Setting up default-jre-headless (2:1.11-72build2) ...
Setting up pdftk-java (3.2.2-1) ...
update-alternatives: using /usr/bin/pdftk.pdftk-java to provide /usr/bin/pdftk (
pdftk) in auto mode
Processing triggers for man-db (2.10.2-1) ...
Processing triggers for ca-certificates (20211016ubuntu0.22.04.1) ...
Updating certificates in /etc/ssl/certs...
0 added, 0 removed; done.
Running hooks in /etc/ca-certificates/update.d...
done.
Updating Mono key store
Mono Certificate Store Sync - version 6.8.0.105
Populate Mono certificate store from a concatenated list of certificates.
Copyright 2002, 2003 Motus Technologies. Copyright 2004-2008 Novell. BSD license
d.
Importing into legacy system store:
I already trust 124, your new list has 124
Import process completed.
Importing into BTLS system store:
I already trust 124, your new list has 124
Import process completed.
Done

Answer 1

You snipped out the single line that would have answered this. Immediately before Adding debian:ANF_Secure_Server_Root_CA.pem was probably the line Setting up ca-certificates-java (20190909) ....

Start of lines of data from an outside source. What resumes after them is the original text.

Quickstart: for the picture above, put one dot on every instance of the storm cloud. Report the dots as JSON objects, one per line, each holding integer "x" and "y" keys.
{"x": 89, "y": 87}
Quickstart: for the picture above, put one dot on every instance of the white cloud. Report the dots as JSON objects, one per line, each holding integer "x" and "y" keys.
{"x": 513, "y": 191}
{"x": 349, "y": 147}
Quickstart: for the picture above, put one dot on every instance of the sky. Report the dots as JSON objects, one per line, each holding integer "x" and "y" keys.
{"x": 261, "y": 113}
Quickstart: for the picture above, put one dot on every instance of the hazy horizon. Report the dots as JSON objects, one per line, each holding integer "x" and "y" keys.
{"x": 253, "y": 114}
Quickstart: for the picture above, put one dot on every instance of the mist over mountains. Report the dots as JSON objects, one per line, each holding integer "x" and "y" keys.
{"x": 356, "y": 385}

This indicates that the output following (all the "Adding debian:") lines came from the processing of the ca-certificates-java package. Further up in the output you'll notice ca-certificates-java in the section of output "The following additional packages will be installed".

So, it's not pdftk-java specifically which added/replaced/updated the certificate files, but a dependency of it. As pdftk-java is a java application, the packagers determined that when installed, it should recommend a java runtime, which subsequently requires the certificates accessible to the java runtime in the java keystore.

So in summary, installing pdftk-java then pulled in default-jre-headless which pulled in ca-certificates-java which pulled in ca-certificates (which you already had).

So, no, not malware, not anything to be worried about. This is all working normally.